Esgotamento físico levou um piloto a desistir de conduzir um avião que deveria decolar em direção ao Rio de Janeiro

iG Minas Gerais | DA REDAÇÃO |

O esgotamento físico levou um piloto da Gol a desistir de conduzir um avião de Confins (na região metropolitana de Belo Horizonte) ao aeroporto Santos Dumont, no Rio, na noite de segunda-feira (24).

O voo deveria decolar às 20h15 da cidade mineira, mas, devido às longas esperas causadas pelo mau tempo no Rio, os passageiros só embarcaram por volta das 23h. Após mais um tempo de espera dentro da aeronave, o piloto abortou a viagem.

O episódio foi revelado pelo "Jornal da Band", que exibiu um vídeo feito de dentro da aeronave por um dos 115 passageiros do voo G3-2125, registrando o momento em que o piloto fazia o comunicado.

"Eu vou ser sincero com todos vocês: eu não tenho nem mais reflexos, eu não tenho mais condições físicas", disse o piloto pelo sistema de som da aeronave.

"A legislação brasileira é bem clara: existe um limite de jornada possível para os pilotos e os comissários", completou o comandante, cujo nome não foi revelado pela companhia aérea. Apesar de a carga horária da tripulação ter sido extrapolada, não havia no aeroporto nenhuma equipe que pudesse substituir os colegas e evitar o transtorno para os passageiros, conforme orientam os órgãos de fiscalização.
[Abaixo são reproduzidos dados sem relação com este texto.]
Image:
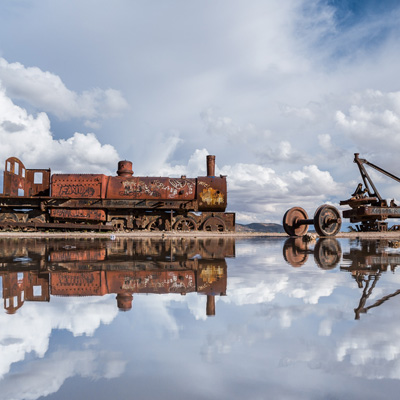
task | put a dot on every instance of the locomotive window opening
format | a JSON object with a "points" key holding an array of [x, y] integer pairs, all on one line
{"points": [[37, 291], [38, 178]]}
A reportagem procurou a Gol, que confirmou a ocorrência e o fato de que o limite da jornada de trabalho dos pilotos e comissários tinha sido atingido.

O problema ocorreu, segundo a companhia, a "atrasos nas etapas voadas anteriormente provocados pelas más condições meteorológicas que atingiram o Rio de Janeiro naquele dia". A atitude do piloto, segundo a Gol, foi correta.

"O comandante decidiu corretamente interromper a jornada dos tripulantes a bordo, informando aos clientes sobre a regulamentação da categoria. A companhia aplica permanentemente o monitoramento e controle das jornadas de trabalho de seus colaboradores e desenvolve programas de gerenciamento de fadiga alinhados às melhores práticas da indústria da aviação mundial", informou, em nota.

A empresa informou ainda que ofereceu alimentação e hospedagem aos passageiros e "trabalhou incansavelmente" para reacomodar os 115 clientes que seguiram para o destino final com cerca de sete horas de atraso.

A Gol se desculpou pelo "desconforto" e acrescentou que "eventuais alterações nos horários e trajetos de voos são procedimentos, ainda que indesejados, às vezes necessários às operações aéreas".

A companhia também invocou a questão da segurança aérea: "A Gol reitera que preza pelos mais altos padrões de segurança, principal valor de sua política de gestão".